Na produção de "A Gaivota", do escritor russo Anton Tchekhov, ensaiada por uma companhia de atores espanhóis cegos, não há cenários, o palco tem marcas no chão e uma atriz e diretora faz a audiodescrição.

"Em Tchekhov, seus personagens em geral são personagens que procuram um paraíso perdido", com "ambições maiores que suas forças e possibilidades", explicou Chela de Ferrari à AFP, durante os ensaios em Madri desta obra que será apresentada no famoso festival de teatro da cidade francesa de Avignon, a partir desta segunda-feira (15). 

"Todos esses personagens me pareceram que poderiam se conectar muito bem com um elenco de atores cegos", concluiu Ferrari.

Habituada a trabalhar com a inclusão, após dirigir "Hamlet" com atores com síndrome de Down, a dramaturga peruana aborda outra grande peça de teatro com um elenco inusitado: dos 12 atores da companhia do Centro Dramático Nacional de Madri, apenas dois podem enxergar.
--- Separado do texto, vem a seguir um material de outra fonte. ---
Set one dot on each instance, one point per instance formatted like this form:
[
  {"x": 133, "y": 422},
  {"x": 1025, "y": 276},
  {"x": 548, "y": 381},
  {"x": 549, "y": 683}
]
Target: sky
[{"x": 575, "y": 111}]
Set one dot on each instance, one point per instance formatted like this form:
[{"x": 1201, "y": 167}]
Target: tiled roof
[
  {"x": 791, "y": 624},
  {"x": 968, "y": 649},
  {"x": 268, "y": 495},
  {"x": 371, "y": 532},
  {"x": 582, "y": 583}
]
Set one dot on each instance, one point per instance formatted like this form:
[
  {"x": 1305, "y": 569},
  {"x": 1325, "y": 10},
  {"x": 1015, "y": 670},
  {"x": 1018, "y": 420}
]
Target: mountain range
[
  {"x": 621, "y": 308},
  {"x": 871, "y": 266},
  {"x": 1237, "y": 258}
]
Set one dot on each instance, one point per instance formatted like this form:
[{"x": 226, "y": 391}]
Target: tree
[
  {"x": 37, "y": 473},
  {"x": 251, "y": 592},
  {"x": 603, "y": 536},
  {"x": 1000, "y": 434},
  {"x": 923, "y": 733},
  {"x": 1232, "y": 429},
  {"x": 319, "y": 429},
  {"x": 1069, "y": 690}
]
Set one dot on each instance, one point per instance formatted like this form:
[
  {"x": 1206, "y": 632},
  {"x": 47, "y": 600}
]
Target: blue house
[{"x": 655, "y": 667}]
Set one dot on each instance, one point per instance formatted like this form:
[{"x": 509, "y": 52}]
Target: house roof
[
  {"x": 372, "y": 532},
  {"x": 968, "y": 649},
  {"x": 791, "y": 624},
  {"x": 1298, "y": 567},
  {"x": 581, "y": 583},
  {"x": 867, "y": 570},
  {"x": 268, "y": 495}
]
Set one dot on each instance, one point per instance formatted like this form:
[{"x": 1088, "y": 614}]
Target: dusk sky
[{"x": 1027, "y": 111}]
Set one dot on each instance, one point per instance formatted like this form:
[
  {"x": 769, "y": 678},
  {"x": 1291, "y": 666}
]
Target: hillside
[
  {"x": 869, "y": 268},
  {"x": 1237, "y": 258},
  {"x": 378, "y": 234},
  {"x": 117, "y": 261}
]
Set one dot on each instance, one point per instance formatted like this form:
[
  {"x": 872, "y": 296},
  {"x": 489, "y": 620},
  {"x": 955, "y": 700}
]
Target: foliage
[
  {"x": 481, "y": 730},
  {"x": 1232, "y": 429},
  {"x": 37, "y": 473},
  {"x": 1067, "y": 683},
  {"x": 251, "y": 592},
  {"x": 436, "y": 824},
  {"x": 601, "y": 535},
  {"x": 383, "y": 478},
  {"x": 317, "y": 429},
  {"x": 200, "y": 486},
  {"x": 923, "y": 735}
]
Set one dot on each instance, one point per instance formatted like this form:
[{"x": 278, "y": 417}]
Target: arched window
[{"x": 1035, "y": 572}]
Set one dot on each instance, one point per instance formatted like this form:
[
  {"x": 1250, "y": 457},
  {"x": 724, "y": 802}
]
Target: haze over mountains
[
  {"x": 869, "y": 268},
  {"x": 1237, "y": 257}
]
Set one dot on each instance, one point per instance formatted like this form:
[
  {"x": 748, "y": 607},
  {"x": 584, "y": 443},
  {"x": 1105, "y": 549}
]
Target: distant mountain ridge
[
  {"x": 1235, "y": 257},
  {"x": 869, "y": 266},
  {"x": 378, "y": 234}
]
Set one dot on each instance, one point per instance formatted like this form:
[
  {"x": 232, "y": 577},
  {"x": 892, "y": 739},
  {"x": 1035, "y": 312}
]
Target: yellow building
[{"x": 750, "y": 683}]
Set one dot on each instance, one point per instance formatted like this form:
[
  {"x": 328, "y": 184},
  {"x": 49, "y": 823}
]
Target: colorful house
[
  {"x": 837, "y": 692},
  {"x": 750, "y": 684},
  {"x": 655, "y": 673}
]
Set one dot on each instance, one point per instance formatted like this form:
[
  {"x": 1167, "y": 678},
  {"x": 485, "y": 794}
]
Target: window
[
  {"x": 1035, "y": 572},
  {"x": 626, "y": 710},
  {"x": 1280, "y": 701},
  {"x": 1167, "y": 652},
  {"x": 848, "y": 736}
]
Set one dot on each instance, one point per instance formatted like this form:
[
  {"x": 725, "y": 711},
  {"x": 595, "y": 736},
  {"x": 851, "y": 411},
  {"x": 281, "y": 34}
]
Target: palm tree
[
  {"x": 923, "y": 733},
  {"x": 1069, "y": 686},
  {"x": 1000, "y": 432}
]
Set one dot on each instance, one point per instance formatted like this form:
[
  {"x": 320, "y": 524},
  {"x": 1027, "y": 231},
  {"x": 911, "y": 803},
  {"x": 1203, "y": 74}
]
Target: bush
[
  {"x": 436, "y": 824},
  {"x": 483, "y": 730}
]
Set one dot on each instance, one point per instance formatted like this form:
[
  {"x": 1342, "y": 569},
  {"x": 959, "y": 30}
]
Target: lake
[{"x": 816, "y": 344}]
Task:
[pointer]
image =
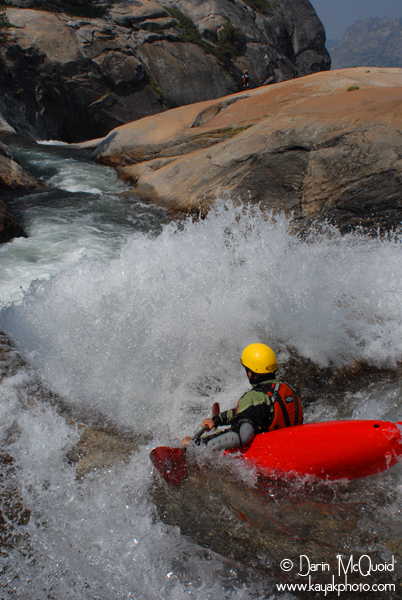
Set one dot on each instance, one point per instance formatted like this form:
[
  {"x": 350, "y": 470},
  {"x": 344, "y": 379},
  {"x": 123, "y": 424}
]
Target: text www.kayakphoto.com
[{"x": 357, "y": 566}]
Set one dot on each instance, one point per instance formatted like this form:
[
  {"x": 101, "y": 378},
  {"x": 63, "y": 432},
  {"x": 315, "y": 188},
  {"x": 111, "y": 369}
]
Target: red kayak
[{"x": 331, "y": 450}]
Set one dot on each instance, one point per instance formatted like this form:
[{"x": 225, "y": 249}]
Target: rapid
[{"x": 127, "y": 317}]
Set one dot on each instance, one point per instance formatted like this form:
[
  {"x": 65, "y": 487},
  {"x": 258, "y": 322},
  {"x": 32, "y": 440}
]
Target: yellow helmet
[{"x": 259, "y": 358}]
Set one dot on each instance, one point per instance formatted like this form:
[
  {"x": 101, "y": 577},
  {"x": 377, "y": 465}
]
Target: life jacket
[{"x": 287, "y": 405}]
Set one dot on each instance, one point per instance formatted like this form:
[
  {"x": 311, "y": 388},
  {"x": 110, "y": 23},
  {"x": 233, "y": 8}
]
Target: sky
[{"x": 338, "y": 15}]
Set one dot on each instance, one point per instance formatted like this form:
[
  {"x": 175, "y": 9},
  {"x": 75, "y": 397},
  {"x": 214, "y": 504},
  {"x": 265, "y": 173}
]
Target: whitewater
[{"x": 140, "y": 320}]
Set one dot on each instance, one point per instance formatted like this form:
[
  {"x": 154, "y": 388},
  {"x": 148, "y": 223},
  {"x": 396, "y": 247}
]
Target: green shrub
[
  {"x": 261, "y": 6},
  {"x": 231, "y": 43},
  {"x": 192, "y": 34},
  {"x": 4, "y": 24}
]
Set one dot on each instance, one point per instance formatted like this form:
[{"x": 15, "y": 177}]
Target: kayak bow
[{"x": 330, "y": 450}]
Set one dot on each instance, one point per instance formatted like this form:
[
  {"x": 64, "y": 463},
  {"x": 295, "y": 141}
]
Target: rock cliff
[
  {"x": 324, "y": 146},
  {"x": 75, "y": 78},
  {"x": 370, "y": 42}
]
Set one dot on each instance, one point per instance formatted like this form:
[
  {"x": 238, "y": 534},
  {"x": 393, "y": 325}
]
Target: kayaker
[{"x": 269, "y": 405}]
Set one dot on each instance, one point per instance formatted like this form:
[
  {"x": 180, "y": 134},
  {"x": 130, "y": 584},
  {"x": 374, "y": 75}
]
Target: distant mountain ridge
[{"x": 375, "y": 42}]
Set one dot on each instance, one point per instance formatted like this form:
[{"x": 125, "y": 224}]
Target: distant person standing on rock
[{"x": 246, "y": 79}]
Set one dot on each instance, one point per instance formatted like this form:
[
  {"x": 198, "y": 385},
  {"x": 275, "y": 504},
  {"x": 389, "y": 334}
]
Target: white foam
[{"x": 133, "y": 335}]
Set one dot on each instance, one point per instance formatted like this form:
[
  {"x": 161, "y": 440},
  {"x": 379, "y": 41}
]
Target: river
[{"x": 131, "y": 322}]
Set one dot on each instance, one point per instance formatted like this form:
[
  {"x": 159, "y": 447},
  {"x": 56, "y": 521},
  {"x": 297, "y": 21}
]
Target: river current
[{"x": 129, "y": 317}]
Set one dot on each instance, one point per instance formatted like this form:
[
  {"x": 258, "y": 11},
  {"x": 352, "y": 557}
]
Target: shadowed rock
[
  {"x": 326, "y": 146},
  {"x": 74, "y": 78}
]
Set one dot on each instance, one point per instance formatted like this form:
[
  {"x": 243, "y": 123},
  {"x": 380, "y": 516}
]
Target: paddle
[{"x": 171, "y": 462}]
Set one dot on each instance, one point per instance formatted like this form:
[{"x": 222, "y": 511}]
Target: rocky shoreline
[
  {"x": 74, "y": 78},
  {"x": 323, "y": 147}
]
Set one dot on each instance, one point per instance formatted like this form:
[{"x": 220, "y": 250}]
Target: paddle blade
[{"x": 170, "y": 462}]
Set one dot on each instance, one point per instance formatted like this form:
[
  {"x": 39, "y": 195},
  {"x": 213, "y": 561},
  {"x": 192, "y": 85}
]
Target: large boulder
[
  {"x": 76, "y": 78},
  {"x": 323, "y": 146},
  {"x": 13, "y": 177}
]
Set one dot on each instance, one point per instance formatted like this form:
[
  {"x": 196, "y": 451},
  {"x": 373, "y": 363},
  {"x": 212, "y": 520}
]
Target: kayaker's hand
[{"x": 209, "y": 423}]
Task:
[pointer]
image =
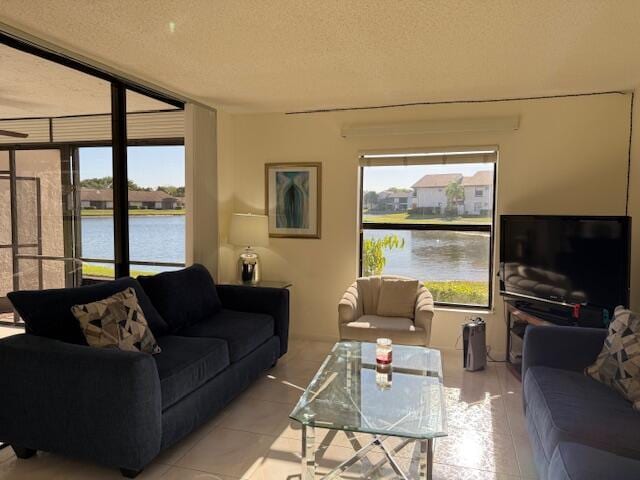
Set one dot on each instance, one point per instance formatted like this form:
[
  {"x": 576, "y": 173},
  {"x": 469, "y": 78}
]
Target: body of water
[
  {"x": 426, "y": 255},
  {"x": 438, "y": 255},
  {"x": 151, "y": 238}
]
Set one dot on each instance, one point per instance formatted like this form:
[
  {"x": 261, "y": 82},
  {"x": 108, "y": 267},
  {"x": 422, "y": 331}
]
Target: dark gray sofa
[
  {"x": 122, "y": 408},
  {"x": 578, "y": 427}
]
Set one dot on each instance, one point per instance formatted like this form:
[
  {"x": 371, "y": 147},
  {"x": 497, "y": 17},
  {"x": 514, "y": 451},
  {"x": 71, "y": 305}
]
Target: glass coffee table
[{"x": 351, "y": 393}]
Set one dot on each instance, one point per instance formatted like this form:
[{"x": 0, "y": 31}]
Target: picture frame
[{"x": 293, "y": 199}]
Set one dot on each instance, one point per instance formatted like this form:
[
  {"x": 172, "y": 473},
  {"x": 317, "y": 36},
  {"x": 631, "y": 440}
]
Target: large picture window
[{"x": 432, "y": 222}]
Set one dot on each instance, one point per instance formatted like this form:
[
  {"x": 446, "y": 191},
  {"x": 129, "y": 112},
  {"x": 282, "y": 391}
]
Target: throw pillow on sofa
[
  {"x": 397, "y": 297},
  {"x": 618, "y": 364},
  {"x": 47, "y": 313},
  {"x": 116, "y": 322},
  {"x": 183, "y": 297}
]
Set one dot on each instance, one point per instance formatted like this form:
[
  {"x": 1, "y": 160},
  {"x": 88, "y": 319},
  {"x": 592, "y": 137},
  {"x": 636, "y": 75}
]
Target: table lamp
[{"x": 249, "y": 231}]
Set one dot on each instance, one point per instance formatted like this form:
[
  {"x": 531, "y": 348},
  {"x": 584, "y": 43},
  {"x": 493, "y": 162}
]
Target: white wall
[{"x": 568, "y": 157}]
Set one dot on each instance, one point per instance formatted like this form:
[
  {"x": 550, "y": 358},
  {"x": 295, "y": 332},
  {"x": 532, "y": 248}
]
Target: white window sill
[{"x": 465, "y": 310}]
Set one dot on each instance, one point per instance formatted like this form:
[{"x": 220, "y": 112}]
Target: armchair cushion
[
  {"x": 183, "y": 297},
  {"x": 397, "y": 297},
  {"x": 47, "y": 313},
  {"x": 380, "y": 322}
]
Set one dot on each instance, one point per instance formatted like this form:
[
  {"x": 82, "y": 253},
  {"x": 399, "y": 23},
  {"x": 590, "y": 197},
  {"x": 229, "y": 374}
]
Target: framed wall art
[{"x": 293, "y": 199}]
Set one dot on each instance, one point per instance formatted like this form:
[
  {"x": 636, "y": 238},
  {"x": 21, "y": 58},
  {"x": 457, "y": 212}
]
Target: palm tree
[{"x": 455, "y": 196}]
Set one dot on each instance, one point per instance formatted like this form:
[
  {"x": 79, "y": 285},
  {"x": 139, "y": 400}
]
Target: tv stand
[{"x": 521, "y": 314}]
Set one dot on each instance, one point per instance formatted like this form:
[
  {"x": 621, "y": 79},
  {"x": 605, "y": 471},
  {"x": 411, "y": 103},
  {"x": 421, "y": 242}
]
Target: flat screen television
[{"x": 566, "y": 259}]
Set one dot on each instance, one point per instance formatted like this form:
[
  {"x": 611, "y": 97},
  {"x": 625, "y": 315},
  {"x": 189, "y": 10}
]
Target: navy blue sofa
[
  {"x": 578, "y": 427},
  {"x": 119, "y": 408}
]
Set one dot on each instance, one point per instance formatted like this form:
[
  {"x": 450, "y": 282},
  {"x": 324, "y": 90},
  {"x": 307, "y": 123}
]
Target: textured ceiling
[
  {"x": 33, "y": 87},
  {"x": 289, "y": 55}
]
Os outros 10 são cegos ou deficientes visuais (com apenas 10% de visão). 

Mas no palco, sem bengalas ou óculos escuros, o público não sabe quem é cego e quem não é.

Chela de Ferrari brinca com preconceitos. Com fones de ouvido e um bloco de notas na mão, explica que quer "tornar visível o invisível", e descreve ao público os móveis e cenários que faltam, enquanto detalha o público para o elenco.

Nina, interpretada por Belén González, cega e atriz não profissional, sobe ao palco. A jovem de 25 anos desfila pelo espaço, no qual por vezes tem que procurar o ombro de seu companheiro de cena Agus Ruiz, que não é cego nem possui deficiência visual, que interpreta o papel de Boris.

"Vejo Belén e me sinto absolutamente fascinado porque uma atriz com visão nunca conseguiria como ela faz", diz Ferrari, que não quer "romantizar nada".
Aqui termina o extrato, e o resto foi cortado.